ゲホゲホ咳をするアレクに使用人達は「坊ちゃま……」とにこにこ笑っている。誰か背中をさするくらいしろ。アレクはそう思ったが誰も動こうとしなかった。咳がやんでから「なぜニーナ・バーグがいるんだ」と訊くと「はい!」と侍女が満面の笑みを浮かべる。
「食料などを運ぶ業者が来る日が今日だったのですが、途中で悪漢に襲われたようで」
「貴族の食料を運ぶ業者はそれなりの護衛をつけているだろう。配達の日は加えてうちの者もつけているはずだ」
「計画的犯行というものらしく、それはもう数十人と囲まれたそうです。

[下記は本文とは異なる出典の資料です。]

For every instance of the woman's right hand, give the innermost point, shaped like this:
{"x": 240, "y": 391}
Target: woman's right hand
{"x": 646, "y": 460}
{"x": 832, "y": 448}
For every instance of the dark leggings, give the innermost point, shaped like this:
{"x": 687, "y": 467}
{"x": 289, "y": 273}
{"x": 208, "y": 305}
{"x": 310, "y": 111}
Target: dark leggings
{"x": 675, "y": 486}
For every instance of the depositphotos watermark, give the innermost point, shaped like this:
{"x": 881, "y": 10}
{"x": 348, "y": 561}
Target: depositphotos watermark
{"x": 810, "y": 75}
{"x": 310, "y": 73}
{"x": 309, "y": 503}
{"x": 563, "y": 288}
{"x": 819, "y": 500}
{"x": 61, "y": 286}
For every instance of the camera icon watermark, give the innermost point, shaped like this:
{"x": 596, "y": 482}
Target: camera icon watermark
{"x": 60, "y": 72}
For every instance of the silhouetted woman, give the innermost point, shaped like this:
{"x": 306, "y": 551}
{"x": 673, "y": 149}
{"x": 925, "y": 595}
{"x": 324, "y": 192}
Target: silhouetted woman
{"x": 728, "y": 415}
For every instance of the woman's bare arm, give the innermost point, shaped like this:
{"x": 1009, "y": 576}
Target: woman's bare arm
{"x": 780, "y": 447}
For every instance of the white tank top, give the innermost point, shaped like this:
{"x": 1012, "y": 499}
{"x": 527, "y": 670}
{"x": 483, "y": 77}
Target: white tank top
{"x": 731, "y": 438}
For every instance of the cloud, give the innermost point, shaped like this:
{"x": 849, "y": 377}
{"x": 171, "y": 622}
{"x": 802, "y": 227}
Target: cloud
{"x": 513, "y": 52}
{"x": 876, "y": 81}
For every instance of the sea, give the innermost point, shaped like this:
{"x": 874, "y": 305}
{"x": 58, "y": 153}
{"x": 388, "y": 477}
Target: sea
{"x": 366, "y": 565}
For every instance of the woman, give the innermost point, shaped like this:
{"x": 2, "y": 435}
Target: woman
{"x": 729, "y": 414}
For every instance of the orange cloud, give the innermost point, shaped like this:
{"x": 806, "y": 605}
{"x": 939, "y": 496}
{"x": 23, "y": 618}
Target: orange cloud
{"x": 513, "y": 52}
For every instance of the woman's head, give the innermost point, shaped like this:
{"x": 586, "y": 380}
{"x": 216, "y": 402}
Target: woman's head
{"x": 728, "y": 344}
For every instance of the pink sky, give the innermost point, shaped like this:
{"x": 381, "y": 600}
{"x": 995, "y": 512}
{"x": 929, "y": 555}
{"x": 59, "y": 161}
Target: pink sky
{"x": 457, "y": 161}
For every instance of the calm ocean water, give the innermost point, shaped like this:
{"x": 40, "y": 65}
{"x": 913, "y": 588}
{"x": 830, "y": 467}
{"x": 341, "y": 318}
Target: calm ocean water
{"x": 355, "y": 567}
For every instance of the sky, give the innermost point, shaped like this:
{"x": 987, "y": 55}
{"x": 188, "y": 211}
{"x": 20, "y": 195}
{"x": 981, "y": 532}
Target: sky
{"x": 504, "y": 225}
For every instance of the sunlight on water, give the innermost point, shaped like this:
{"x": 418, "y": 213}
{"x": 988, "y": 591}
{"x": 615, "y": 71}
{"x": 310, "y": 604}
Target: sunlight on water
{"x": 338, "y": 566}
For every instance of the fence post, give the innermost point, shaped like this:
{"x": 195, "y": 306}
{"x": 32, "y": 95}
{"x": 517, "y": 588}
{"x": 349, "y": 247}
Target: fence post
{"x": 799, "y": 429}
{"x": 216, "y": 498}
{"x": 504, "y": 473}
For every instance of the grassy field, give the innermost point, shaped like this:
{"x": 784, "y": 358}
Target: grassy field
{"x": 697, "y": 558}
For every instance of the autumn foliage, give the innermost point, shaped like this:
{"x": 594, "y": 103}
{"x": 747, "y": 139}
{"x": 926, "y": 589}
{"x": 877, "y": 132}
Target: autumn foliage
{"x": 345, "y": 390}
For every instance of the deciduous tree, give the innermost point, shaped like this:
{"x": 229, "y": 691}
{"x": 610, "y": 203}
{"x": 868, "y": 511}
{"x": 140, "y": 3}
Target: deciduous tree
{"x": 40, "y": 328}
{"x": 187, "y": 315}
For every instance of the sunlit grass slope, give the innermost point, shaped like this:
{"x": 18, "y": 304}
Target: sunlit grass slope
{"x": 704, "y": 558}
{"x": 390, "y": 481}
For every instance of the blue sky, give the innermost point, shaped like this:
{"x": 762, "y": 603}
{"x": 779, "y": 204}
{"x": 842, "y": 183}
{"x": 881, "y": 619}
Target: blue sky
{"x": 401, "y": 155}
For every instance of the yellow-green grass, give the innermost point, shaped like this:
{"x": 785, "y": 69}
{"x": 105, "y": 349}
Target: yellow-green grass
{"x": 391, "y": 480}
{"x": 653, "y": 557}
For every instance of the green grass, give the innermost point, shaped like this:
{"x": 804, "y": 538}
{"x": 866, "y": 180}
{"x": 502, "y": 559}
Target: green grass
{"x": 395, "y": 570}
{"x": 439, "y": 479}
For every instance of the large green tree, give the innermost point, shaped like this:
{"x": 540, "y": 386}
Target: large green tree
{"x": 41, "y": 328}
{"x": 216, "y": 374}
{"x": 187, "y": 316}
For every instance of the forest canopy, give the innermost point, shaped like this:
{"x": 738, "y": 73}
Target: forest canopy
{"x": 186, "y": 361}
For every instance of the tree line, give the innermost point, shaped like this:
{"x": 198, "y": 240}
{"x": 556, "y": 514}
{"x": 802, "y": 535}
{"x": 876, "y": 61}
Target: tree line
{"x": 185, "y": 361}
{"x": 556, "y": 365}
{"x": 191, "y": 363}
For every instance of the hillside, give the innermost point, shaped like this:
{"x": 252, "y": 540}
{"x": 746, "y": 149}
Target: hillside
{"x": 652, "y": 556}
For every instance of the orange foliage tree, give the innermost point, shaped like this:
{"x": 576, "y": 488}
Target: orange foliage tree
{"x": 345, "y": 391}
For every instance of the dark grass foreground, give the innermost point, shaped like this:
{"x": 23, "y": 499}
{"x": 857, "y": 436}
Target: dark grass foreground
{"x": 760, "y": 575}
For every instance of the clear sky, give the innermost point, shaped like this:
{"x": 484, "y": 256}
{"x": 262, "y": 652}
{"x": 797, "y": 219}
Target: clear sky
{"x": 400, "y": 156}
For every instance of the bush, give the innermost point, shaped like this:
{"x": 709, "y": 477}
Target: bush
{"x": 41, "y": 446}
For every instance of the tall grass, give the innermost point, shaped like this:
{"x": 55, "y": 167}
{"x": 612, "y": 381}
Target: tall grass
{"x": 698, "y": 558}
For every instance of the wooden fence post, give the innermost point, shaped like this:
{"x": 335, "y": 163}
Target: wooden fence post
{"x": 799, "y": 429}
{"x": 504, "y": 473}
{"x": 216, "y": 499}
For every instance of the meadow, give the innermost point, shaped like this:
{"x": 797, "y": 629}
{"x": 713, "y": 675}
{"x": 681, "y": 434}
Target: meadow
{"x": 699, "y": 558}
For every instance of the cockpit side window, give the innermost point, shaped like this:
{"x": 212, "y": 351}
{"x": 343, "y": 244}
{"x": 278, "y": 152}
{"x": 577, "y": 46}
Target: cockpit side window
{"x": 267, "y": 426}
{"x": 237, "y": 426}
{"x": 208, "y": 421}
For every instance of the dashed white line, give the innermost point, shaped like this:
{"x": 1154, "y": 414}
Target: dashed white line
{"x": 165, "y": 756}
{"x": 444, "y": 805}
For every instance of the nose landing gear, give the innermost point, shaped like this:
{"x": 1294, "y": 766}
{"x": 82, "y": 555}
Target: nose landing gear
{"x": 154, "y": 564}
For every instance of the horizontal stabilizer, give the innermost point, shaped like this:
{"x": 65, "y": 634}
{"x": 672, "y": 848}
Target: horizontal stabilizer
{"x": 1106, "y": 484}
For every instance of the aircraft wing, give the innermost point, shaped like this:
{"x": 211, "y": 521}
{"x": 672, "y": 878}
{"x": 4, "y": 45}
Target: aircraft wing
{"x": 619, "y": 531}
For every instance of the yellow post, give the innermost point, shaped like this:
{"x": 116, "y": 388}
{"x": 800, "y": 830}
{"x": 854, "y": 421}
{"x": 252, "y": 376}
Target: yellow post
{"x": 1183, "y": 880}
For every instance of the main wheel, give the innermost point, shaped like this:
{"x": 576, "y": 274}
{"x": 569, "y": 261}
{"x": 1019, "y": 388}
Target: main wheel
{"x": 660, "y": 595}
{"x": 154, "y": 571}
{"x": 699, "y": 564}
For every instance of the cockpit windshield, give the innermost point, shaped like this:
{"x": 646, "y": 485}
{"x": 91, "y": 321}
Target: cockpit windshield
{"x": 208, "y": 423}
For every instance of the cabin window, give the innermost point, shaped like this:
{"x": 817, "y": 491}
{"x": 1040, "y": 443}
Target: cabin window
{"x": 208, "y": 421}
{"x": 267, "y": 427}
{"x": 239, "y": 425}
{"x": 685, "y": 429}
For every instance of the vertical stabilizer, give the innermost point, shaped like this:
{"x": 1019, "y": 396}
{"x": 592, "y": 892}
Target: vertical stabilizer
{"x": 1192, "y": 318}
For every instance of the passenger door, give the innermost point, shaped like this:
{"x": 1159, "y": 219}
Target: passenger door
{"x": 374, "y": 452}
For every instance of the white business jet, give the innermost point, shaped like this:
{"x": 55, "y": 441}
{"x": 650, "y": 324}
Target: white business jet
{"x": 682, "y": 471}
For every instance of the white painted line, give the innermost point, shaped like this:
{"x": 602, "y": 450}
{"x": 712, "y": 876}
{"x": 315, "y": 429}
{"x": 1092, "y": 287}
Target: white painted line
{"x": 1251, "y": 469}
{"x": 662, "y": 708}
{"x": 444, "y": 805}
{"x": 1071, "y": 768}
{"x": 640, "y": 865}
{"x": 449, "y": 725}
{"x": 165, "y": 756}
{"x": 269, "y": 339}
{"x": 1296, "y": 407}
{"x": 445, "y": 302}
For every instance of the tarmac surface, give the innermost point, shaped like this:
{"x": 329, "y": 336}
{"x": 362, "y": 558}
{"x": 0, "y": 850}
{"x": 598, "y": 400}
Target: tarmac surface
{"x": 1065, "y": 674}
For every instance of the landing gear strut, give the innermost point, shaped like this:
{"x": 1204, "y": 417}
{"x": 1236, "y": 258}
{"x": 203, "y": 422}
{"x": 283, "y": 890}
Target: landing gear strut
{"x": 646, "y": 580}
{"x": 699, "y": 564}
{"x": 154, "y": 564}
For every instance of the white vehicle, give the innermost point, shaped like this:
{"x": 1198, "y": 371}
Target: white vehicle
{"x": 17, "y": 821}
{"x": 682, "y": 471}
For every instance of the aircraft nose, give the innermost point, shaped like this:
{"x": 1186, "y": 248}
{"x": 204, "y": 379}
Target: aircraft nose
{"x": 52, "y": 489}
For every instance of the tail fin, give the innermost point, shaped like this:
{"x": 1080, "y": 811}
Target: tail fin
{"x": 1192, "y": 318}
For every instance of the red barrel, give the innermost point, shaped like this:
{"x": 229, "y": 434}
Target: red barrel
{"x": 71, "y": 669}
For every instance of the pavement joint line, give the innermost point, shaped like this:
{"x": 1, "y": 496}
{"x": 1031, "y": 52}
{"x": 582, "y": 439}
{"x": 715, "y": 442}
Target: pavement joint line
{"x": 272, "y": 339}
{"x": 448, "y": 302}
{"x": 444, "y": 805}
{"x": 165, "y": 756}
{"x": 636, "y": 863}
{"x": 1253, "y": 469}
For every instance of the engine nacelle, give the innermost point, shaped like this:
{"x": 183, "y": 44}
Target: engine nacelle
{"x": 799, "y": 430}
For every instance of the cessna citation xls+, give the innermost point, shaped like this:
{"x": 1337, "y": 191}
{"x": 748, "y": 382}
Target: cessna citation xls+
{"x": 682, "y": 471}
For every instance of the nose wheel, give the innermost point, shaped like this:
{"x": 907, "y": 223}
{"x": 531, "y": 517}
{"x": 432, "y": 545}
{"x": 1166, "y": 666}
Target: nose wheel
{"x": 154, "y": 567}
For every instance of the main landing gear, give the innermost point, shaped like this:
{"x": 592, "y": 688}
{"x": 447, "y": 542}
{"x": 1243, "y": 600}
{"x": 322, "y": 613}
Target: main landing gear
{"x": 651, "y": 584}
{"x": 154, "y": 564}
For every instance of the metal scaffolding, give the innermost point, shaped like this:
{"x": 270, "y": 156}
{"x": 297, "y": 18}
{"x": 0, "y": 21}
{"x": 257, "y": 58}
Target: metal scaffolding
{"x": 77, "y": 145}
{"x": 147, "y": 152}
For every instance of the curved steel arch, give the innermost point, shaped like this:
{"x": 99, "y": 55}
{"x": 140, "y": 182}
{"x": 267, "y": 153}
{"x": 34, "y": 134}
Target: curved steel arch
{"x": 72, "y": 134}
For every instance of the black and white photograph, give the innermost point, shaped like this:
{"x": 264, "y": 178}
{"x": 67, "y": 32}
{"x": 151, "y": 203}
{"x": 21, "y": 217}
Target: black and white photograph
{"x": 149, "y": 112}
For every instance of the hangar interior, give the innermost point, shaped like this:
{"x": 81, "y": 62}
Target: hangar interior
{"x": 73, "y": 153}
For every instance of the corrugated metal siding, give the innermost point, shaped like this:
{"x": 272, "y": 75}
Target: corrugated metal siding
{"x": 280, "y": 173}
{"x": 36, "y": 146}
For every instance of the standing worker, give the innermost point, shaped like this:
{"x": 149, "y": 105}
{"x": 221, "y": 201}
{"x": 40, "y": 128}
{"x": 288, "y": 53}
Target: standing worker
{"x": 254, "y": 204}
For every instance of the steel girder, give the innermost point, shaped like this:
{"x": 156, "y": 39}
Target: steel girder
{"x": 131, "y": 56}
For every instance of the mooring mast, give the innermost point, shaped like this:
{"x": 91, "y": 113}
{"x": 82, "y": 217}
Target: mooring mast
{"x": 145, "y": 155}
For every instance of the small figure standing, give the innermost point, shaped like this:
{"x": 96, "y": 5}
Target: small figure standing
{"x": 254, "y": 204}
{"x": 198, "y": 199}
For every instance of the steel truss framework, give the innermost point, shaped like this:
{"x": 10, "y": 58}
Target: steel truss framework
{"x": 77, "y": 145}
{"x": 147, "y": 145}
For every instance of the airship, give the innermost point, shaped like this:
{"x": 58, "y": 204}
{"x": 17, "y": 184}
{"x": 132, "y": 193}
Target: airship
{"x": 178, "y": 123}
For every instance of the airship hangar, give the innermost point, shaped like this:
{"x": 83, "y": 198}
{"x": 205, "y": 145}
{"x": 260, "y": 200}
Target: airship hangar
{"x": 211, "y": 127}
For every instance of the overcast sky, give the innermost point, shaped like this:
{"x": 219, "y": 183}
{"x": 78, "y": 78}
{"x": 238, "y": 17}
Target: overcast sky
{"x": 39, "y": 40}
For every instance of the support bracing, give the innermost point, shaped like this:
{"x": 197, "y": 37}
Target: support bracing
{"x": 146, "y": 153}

そこに現れたのがバーグ様です!」
「…………」
「千切っては投げ、千切っては投げ! 業者の者も護衛達も象とアリの戦いだったと称す活躍ぶり!」
「…………」
「その事を知った大旦那様と大奥様がお礼にとお茶にお誘いした次第でございます」
「…………」
「アレク様」
「……なんだ」
「お着替えをなさいますか? 最近の女性の流行などをばっちり押さえたお洋服をご用意しておりますよ」
「制服のままでいい」
ばっさりそう言い切ると侍女も使用人達も「ええ……」とがっかりした顔をした。アレクはそれを無視して中庭に出ることの出来る廊下を歩く。そんなアレクについて来たのは専属執事のルパートだった。
「アレク様」
「なんだ」
「侍女達はそれはもう楽しそうに洋服を準備していたのです」
「制服は正装だ」
「バーグ様にとっては見慣れた格好です。心を射止めるなら違うお姿を見せるのも大切なことかと」
「ルパート」
「なんでしょう」
足を止めて振り返る。アレクを幼少期から見てきた壮年の男は楽しげにアレクを見ている。
「……彼女は、恩人だ」
「存じ上げております」
「それ以上も、それ以下もない」
「アレク様がそうおっしゃるなら私はそのように従うまでです」
「本当にそう思っているか」
「ふふふ。アレク様」
「なんだ」
「大旦那様と大奥様はバーグ様の好みの男性をそれはもう根掘り葉掘り」
「早く言えっ!!」
早足で向かい、比較的静かに中庭に続くドアを開く。そこには毎日顔を見る祖父母と学校で分かれたばかりのニーナの姿があった。
「あ、アシュレイさん」
「ニーナさん、ここにいるのは皆アシュレイさんよ」
「そうだなぁ。ここはアレクを名前で呼んではくれないか?」
「お爺様、お婆様」
冷えた声で呼びかけると二人とも悪戯っ子のように笑った。
「お邪魔しています」
ぺこりと頭を下げて立ち上がろうとしたのを手で制す。すぐさまルパートが足りない椅子を持ってきた。……ニーナの隣に。
ルパートをジロリと見ると拳をぐっと握り「ファイトですよアレク様」と小声で言った。なにがファイトだ。そう思いつつもニーナの隣に座るのは少し時間がかかってしまい、祖父母を更に笑わせる結果となった。